We bickered and went into the shower room.

It’s a relief that there are partitions here.

The place I briefly attended before didn’t have separate spaces, so I had to expose my body to others as it was.

So, I had no choice but to go home and take a shower.

“Hey, but you learned how to clean up well.”

The car that entered the adjacent lane said.

“What kind of cleanup?”

Wiping sweat. It’s basic, but many people don’t follow it well.

“Really?”

“I told you so.” I’m trying to use the equipment, but if someone else’s sweat is on it, ugh. Just.

“Right.”

I remember the old days.

“I actually attended briefly in the past.” Gym.”

“Really?”

I want to lose weight.

“But why did you quit?”

“There was no partition in the shower room there.”

“Most places that were built in the past are like that.” “Why is that?”

Before I could even respond, Cha Ji-chan jumped in first.

I see. That would be a bit awkward.

I didn’t want to show my naked body to others.

Even Chajichan, who was once fat, knows that feeling.

“These days, there are many places with private showers, but they tend to be a bit expensive or the atmosphere can be hard to approach.”

I just don’t feel like going.

After a brief pause, I decided to speak.

“The shower room, so I came home and took a shower.” I used to take the bus.

“Ugh.”

“I guess the sweat smell was particularly strong that day.”

In the adjacent line, only the sound of water could be heard.

“Ah, I see.” I was wrong. So I was getting off the bus, and someone said that. Damn it, you pig. “Go wash up a bit.”

“He’s crazy.”

I got off and stood there for a long time. It felt like I kept hearing that voice.

“Those bastards need to have their mouths ripped open.”

“I came home, washed up, and lay down, but I feel so pathetic for not being able to say anything in that situation.”

“No.” You did well. Try fighting there. That’s even more pathetic.

“Right.” I know, but it was so frustrating. Even though it’s something that happens every day, I keep getting annoyed with myself for worrying about it more and more.

Since I gained weight, I’ve been encountering rude people more often.

Even if he didn’t speak or act directly like the man I met on the bus, his unfriendly attitude, disdainful gaze, and annoyed expression all hurt me.

Since that experience kept happening, I stopped going out much from then on.

I handled work as much as possible via email, and even when friends contacted me after a long time, I made various excuses to avoid them.
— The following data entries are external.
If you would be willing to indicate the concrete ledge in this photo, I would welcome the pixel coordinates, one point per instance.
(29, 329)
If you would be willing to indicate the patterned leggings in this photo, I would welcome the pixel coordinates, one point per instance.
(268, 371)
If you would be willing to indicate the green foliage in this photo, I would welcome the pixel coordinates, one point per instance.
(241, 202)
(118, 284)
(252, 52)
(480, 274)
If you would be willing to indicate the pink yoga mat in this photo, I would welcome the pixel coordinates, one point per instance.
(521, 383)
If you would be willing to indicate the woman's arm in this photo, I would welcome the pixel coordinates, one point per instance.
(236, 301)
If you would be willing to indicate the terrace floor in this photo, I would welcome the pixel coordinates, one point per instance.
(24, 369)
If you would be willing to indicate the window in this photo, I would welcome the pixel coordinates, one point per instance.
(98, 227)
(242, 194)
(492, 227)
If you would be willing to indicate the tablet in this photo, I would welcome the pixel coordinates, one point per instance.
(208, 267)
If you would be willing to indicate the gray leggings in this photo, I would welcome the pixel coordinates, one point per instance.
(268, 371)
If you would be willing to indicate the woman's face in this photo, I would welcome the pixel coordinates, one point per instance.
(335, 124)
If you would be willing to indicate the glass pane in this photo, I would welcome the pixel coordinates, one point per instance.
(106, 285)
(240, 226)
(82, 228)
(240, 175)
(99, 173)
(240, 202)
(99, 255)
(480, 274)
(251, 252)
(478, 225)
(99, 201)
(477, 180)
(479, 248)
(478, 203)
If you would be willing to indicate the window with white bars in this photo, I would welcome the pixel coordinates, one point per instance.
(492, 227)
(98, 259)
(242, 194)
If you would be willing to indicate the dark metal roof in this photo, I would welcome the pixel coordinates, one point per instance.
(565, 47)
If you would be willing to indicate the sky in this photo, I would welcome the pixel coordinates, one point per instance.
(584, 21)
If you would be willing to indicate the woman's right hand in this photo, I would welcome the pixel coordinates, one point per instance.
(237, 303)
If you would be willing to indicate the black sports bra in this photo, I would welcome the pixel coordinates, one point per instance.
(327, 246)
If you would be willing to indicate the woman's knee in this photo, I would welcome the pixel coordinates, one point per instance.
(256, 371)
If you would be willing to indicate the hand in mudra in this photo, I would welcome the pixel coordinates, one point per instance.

To avoid making the same mistakes and creating similar situations again, I refrained from actions that would cause harm to others as much as possible.

“I know too.” That feeling.

After a long silence, Cha Ji-chan spoke up.

You can trust what this person says. Because I’ve actually experienced it.

“So that’s why you’re amazing right now.” In that situation, how difficult it is to protect oneself.

In the endlessly blooming anxiety, resentment and guilt never revealed their depths, wave after wave.

Depression is like that, so it’s hard to overcome it alone.

“Even I think it’s a bit too much.”

“Yeah, dude.” You earn in a month what others make in a year, you work out every day to take care of your body, and you’re recognized in your industry. Just think about that. You look cool right now.

“Why only think about that?” I should also think about the pork neck I’ll eat later.

“Good.” “Let’s eat properly today.”

There is only one way to escape from the bottomless abyss.

Having a delicious meal with a precious person.

The reason for earning money and the reason for doing squats with gritted teeth are all for that purpose.

If that’s the case, I would gladly put in the effort.